Die klugen Köpfe hinter der Stiftung sind die beiden deutschen Wissenschaftler. „Der Forschergeist, der Kirsten und Joachim Jakobsen seit Jahren antreibt und in Menschen weltweit ein Bewusstsein für die gefährdete Schönheit der Tiefsee wachruft, hat uns davon überzeugt, unser Engagement fortzusetzen“, begründet Markus Langer, Markenchef des Essener Konzerns. „Jakobsens haben im Bereich des Films, der Wissenschaft, aber auch des U-Boot-Baus Grenzen überschritten und uns damit den Zugang in die noch fast vollständig unbekannte Welt der Tiefsee eröffnet.“
Auf der Suche nach Architeuthis
Der Essener Chemie-Konzern kennt sich dagegen in der Welt des Plexiglases seit Jahrzehnten aus. Die Tochtergesellschaft Evonik-Röhm mit Sitz in Darmstadt ist darauf spezialisiert. Deren Produkte haben längst Einzug in unseren Alltag gefunden, am bekanntesten als robuste Plexiglasplatten. Auch das Dach der Münchner Fußballarena stammt aus der Evonikproduktion. Selbst die verrücktesten Ideen lassen sich mit dem Material umsetzen, beispielsweise ein Plexiglasschwimmbad, das im 17. Stock eines Hochhauses herausragt, so dass quasi freischwebend geschwommen werden kann – wenn man das nötige Kleingeld für dererlei Luxus mitbringt.

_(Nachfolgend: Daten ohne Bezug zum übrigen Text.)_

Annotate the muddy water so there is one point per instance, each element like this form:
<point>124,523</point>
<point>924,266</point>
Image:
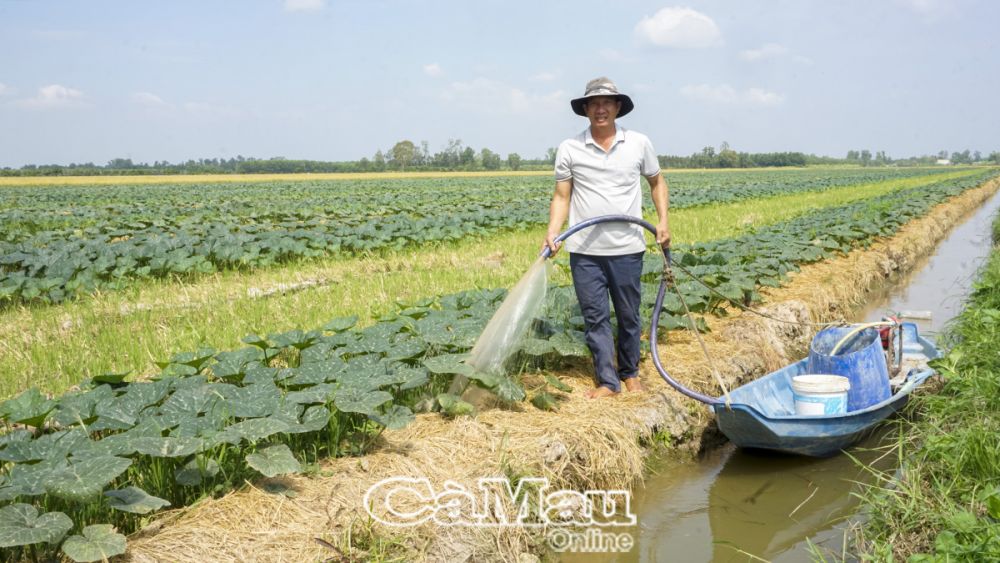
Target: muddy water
<point>736,505</point>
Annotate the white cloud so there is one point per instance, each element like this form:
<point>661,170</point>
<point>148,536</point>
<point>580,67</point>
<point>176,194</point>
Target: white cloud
<point>544,76</point>
<point>614,56</point>
<point>766,51</point>
<point>930,10</point>
<point>678,27</point>
<point>491,96</point>
<point>207,109</point>
<point>304,5</point>
<point>148,99</point>
<point>55,96</point>
<point>725,94</point>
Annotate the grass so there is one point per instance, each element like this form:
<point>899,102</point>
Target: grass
<point>944,505</point>
<point>53,347</point>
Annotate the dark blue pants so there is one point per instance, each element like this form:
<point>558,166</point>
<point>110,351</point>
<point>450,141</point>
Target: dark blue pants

Wenig bekannt ist, dass auch druckfeste Spezialkuppeln für Forschungs-U-Boote angefertigt werden, die bis in 1000 Meter Tiefe tauchen können. Wie widerstandsfähig das Material des Chemiekonzerns ist, haben nicht zuletzt die riesigen Sechskiemerhaie getestet und bewiesen. In der zweiten Folge der BBC-Serie am 26. Februar sind die Tiere beim Kampf um die Überreste des Wals zu sehen – die Attacke auf Lula 1000 allerdings nicht. Sie ist aber in einem Youtube-Video dokumentiert.
Ein Langzeitprojekt der Jacobsens ist die Suche nach einem lebenden Riesenkalmar, dem Architeuthis. Aktuell sind die beiden mit einem Walforschungsteam vor den Azoren unterwegs. Es geht um das Tauchverhalten von Pottwalen – und die Hoffnung, endlich auch einen Riesenkraken, die bevorzugte Speise der Wale, vor die Kamera zu bekommen, wenn man den Meeresriesen auf dem Weg in die Tiefe nah genug auf der Spur bleibt.